Mehrere Chefärzte des Elbe-Elster Klinikums bestätigten am Mittwoch, dass aus ihrer Sicht nur eine zentrale Klinikstruktur geeignet sei, um den steigenden Anforderungen in der Medizin zu begegnen. Nur durch die Bündelung von Personal und Technik an einem Ort lasse sich dauerhaft eine moderne Versorgung gewährleisten, sowohl fachlich als auch wirtschaftlich. Eine dezentrale Struktur mit drei vollwertigen Standorten sei weder personell noch medizinisch tragfähig, hieß es aus ärztlicher Sicht. Chefarzt der Radiologie Klaus-Peter Hördegen berichtet beispielsweise, dass die beiden Standorte in Elsterwerda und Finsterwalde nur noch aufrechterhalten werden können, weil er selbst regelmäßig nach Finsterwalde fährt. Dies führe an die Belastungsgrenze.

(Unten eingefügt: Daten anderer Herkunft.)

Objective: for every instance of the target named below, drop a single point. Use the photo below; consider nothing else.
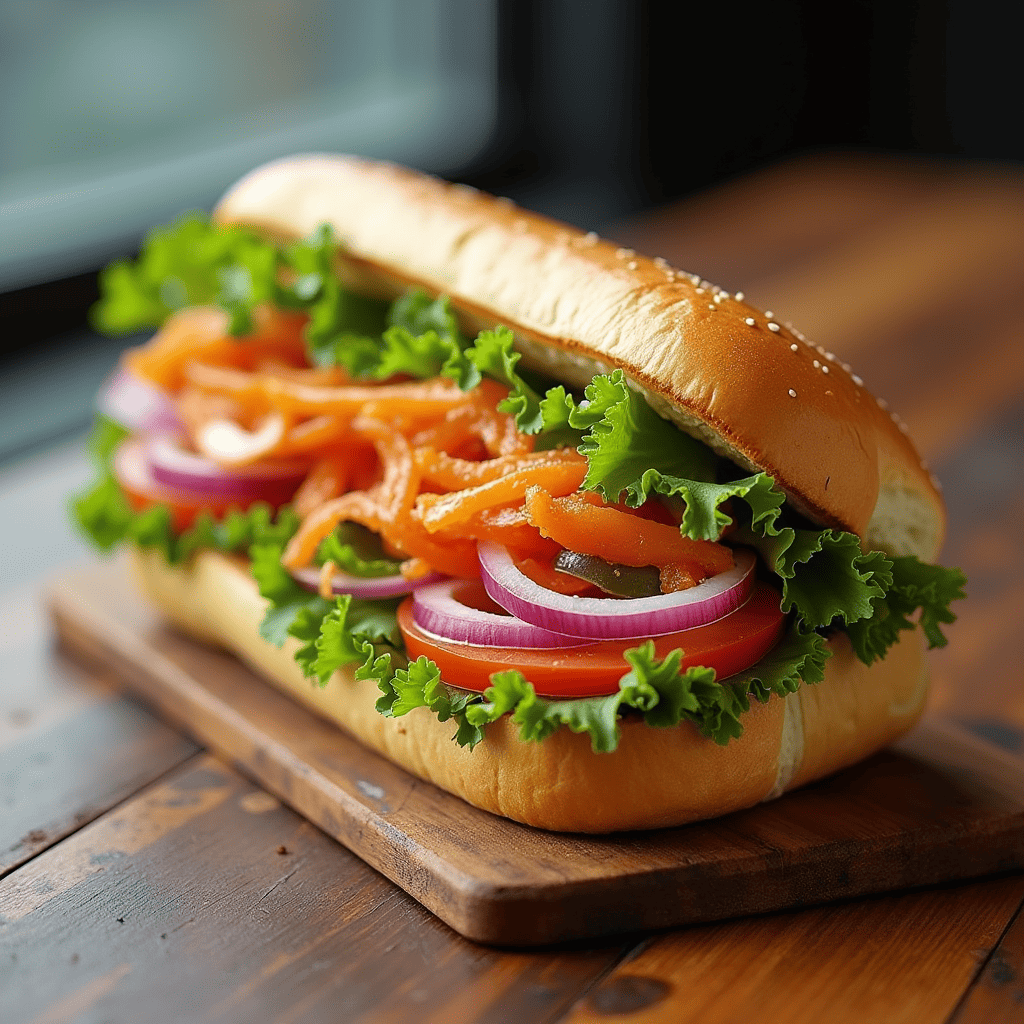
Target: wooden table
(146, 881)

Verwaltung lehnt Beschlussvorlage ab

Auch die Kreisverwaltung empfiehlt, den Antrag am kommenden Montag abzulehnen. In ihrer Stellungnahme heißt es, die Förderung mehrerer vollwertiger Klinikstandorte sei mit den Vorgaben des Transformationsfonds nicht vereinbar. Zudem befinde sich das Elbe-Elster Klinikum in einem Einzugsgebiet mit leistungsfähigeren Nachbarkliniken. Eine dauerhafte Aufrechterhaltung von drei Häusern sei wirtschaftlich nicht tragfähig. Zudem sei das Krankenhausversorgungsverbesserungsgesetz bereits in Kraft getreten – die behauptete rechtliche Unklarheit bestehe nicht.

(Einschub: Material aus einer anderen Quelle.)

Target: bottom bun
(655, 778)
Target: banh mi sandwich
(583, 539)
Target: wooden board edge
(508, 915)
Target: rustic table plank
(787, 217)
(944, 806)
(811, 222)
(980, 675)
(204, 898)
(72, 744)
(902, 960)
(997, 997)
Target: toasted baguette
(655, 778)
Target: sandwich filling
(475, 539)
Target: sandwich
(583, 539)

Entscheidung am 16. Juni, Zukunft wieder ungewiss?

Am Montag entscheidet der Kreistag über die neue Vorlage. Sollte sie angenommen werden, müsste der bestehende Beschluss aus dem April formell aufgehoben werden. Damit würde der eingeschlagene Weg zum Klinikneubau gestoppt, trotz bereits laufender Planungen und Vorarbeiten.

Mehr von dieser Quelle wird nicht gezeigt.